SUTD realised that we have to go beyond the aim of using existing tech tools to possibly innovating our own tech tools/adopting emerging tools and to this end, has initiated the campusX initiative in 2021.   

The campusX initiative is set up to create a human-centric cyber-physical learning environment that focuses on the needs and experiences of students and instructors using data analytics and learning sciences. The four key areas that we are focusing on are

  1. Personalised and Customised Team learning,
  2. Socialisation of Learning Technology,
  3. Tech Latency: Extended Reality; and
  4. Learning Intimacy.

These are supported by IT and Data Governance and 5G technology.

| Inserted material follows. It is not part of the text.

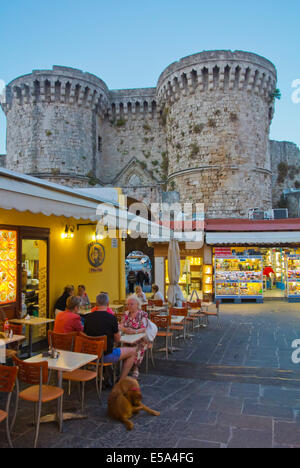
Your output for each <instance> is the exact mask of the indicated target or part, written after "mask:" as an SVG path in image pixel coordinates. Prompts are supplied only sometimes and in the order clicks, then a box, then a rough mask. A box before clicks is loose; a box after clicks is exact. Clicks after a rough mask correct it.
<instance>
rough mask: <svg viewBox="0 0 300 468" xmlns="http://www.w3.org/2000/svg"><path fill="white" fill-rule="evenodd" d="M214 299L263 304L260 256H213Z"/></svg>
mask: <svg viewBox="0 0 300 468" xmlns="http://www.w3.org/2000/svg"><path fill="white" fill-rule="evenodd" d="M214 265H215V298H216V299H217V300H218V299H219V300H225V299H233V300H234V302H237V303H240V302H241V301H242V299H253V300H255V301H256V302H258V303H261V302H263V260H262V257H261V256H249V257H237V256H226V257H218V256H215V259H214Z"/></svg>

SUTD Provost, Professor Phoon Kok Kwang, said 

"We are also working on a new 'campusX' initiative which looks at how new technologies or existing technologies can be used to enhance the quality of teaching and learning at SUTD and beyond.  This will help us to refine and implement SUTD pedagogy more effectively in the changing learning environment.  The pandemic has shifted teaching (and the way we live, work, play, etc) to be more online and this means that we have to redesign our mode of delivery.  We do not want to just substitute face-to-face to online mode but want to create learning environments that are more personalised and more enjoyable.  It is important to emphasize here that campusX is learner-centric and will consider leveraging learning science as much as enabling technologies to make the SUTD learning experience as enriching and rewarding as possible."

(Extracted from 'An Interview with SUTD's Provost', EduScapes 2021)

Associate Provost for Digital Learning, Professor Pey Kin Leong heads the campusX project. Hear from Prof Pey as he shares about the project at the SUTD Pedagogy Day 2021.

CampusX: A Human-Centric Cyber Physical Learning Platform

The new campusX initiative is coupled with the existing pedagogical support, and involves new collaborations with tech-industry.

To date, we have set up the campusX community, pedagogical support, industry collaborations, funding and conducted several pilot studies in our campusX. This has provided valuable insights. Examples of campusX projects include survey of student readiness, eye tracking to support students in online learning, using robots as tele-instructors, and metaverse/gamification to engage students.

Overall, SUTD’s holistic approach of pedagogical support and technological innovations through the campusX initiative involves multiple stakeholders and addresses the needs of student-centered digital learning in a systematic, concerted manner. The SOTL approach provides deeper insights, evidence and direction on what is working or not.